= Enrique Martínez Cubells =

Spanish painter (1874–1947)

Return from the Catch

Work, Rest and Family

Enrique Martínez Cubells y Ruiz Diosayuda (28 April 1874 in Madrid – 25 February 1947 in Málaga) was a Spanish painter. He specialized in genre scenes of village life, with a focus on the fishing community.

== Biography ==
His father was the painter and art restorer, Salvador Martínez Cubells, who provided him with his first lessons. His grandfather, Francisco Martínez Yago, was also a painter. Later, he attended the Escuela Especial de Pintura, Escultura y Grabado and the Real Academia de Bellas Artes de San Fernando. His teachers included Emilio Sala, Antonio Muñoz Degrain and Carlos de Haes.

In 1899, he moved to Germany, where he settled in Munich; using it as a base for travels throughout Europe. While there, he continued his studies with Heinrich von Zügel and was strongly influenced by the works of Wilhelm Leibl. He also first displayed preferences for marine art, genre scenes and portraits; predilections which came into full focus after 1903, when he visited the Netherlands and was exposed to the Hague School. Upon returning to Spain, he was named a Professor at the Escuela de Artes y Oficios and his alma mater, the Real Academia, where he was later named an Academician.

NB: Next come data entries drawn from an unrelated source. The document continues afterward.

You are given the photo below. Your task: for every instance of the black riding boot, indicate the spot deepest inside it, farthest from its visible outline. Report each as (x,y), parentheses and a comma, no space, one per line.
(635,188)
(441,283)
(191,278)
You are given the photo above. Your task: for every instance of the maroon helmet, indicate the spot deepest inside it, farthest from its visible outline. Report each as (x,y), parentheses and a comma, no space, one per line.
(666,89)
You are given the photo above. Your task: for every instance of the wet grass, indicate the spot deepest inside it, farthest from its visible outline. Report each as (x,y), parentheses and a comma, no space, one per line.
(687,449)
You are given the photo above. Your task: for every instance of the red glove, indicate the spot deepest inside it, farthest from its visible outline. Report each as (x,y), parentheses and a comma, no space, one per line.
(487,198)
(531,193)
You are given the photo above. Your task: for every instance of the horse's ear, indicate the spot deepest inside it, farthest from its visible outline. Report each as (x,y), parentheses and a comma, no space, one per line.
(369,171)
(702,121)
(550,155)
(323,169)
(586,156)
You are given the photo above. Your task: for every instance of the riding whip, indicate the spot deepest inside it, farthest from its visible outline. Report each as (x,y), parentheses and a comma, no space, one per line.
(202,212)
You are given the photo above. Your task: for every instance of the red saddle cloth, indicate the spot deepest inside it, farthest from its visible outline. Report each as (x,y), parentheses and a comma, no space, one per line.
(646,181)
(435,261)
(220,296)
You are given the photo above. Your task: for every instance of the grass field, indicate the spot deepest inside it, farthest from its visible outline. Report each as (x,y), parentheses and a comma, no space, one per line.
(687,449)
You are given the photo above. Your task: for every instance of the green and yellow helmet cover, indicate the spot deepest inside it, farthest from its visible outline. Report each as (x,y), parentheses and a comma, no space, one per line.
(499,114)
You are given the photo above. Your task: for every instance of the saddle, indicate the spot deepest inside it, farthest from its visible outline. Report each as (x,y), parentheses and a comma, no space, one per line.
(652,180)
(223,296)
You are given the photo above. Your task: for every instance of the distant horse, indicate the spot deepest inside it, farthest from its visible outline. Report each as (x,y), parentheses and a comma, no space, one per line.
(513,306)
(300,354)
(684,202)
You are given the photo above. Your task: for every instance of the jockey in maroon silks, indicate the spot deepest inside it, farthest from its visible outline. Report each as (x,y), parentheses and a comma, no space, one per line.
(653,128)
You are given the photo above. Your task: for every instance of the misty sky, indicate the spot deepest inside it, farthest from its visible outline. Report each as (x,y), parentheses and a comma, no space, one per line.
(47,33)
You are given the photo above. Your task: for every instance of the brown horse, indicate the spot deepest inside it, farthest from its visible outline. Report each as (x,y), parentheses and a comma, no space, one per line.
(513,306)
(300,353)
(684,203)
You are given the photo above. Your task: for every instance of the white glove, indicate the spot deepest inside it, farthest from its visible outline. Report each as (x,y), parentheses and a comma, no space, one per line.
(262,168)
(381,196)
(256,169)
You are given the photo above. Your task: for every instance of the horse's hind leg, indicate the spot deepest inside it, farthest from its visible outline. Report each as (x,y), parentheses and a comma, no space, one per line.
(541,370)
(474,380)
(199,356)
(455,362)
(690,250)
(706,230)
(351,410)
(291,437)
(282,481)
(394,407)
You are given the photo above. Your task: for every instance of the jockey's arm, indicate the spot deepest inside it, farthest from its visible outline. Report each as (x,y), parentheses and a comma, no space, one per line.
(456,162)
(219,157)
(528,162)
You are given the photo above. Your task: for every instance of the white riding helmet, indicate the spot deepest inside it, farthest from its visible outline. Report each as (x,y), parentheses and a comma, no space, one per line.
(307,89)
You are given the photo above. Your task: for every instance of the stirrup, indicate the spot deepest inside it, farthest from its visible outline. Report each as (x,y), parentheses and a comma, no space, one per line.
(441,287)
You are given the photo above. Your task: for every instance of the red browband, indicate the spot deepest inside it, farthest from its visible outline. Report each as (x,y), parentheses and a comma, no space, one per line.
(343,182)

He participated in numerous exhibitions; including the National Exhibition of Fine Arts, where he received a Third Class prize in 1897, Second Class prizes in 1899 and 1901, and First Class prizes in 1904 and 1912, for "Work, Rest and family", and "Return from the Catch", respectively. He was also awarded a gold medal at the Exposición Internacional de Buenos Aires in 1910 and the Exposición Nacional de Panamá in 1916. These awards encouraged him to visit America. He would participate in over forty international exhibitions altogether.

Following his father's death in 1914, he built upon his existing collection to create one of the most significant private art collections in Spain. He was the recipient of numerous honors, including the Civil Order of Alfonso XII, the Order of Isabella the Catholic and the Order of Merit of the Bavarian Crown. Some of his most familiar works may be seen at the Carmen Thyssen Museum. In 2003, a major retrospective was held by the Centro de Exposiciones y Congresos de Ibercaja, in Zaragoza.